Online Convolutive Non-Negative Bases Learning for Speech Enhancement

Yinan LI  Xiongwei ZHANG  Meng SUN  Yonggang HU  Li LI  

IEICE TRANSACTIONS on Fundamentals of Electronics, Communications and Computer Sciences   Vol.E99-A   No.8   pp.1609-1613
Publication Date: 2016/08/01
Online ISSN: 1745-1337
DOI: 10.1587/transfun.E99.A.1609
Type of Manuscript: LETTER
Category: Speech and Hearing
convolutive non-negative sparse coding,  online learning,  speech enhancement,  

Full Text: PDF(165.4KB)>>
Buy this Article

An online version of convolutive non-negative sparse coding (CNSC) with the generalized Kullback-Leibler (K-L) divergence is proposed to adaptively learn spectral-temporal bases from speech streams. The proposed scheme processes training data piece-by-piece and incrementally updates learned bases with accumulated statistics to overcome the inefficiency of its offline counterpart in processing large scale or streaming data. Compared to conventional non-negative sparse coding, we utilize the convolutive model within bases, so that each basis is capable of describing a relatively long temporal span of signals, which helps to improve the representation power of the model.
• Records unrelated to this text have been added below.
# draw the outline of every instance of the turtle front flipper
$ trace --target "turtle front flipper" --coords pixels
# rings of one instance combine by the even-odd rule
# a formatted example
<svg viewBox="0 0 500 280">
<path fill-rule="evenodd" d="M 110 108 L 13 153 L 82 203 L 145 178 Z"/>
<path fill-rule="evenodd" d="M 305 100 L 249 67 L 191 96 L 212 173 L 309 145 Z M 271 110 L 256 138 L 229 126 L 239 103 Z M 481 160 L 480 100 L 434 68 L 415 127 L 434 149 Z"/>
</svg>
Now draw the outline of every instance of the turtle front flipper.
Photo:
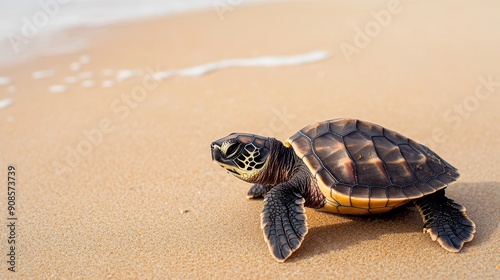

Moreover, by incorporating a voice activity detector (VAD), we propose an unsupervised enhancement algorithm that updates the noise dictionary adaptively from non-speech intervals. Meanwhile, for the speech intervals, one can adaptively learn the speech bases by keeping the noise ones fixed. Experimental results show that the proposed algorithm outperforms the competing algorithms substantially, especially when the background noise is highly non-stationary.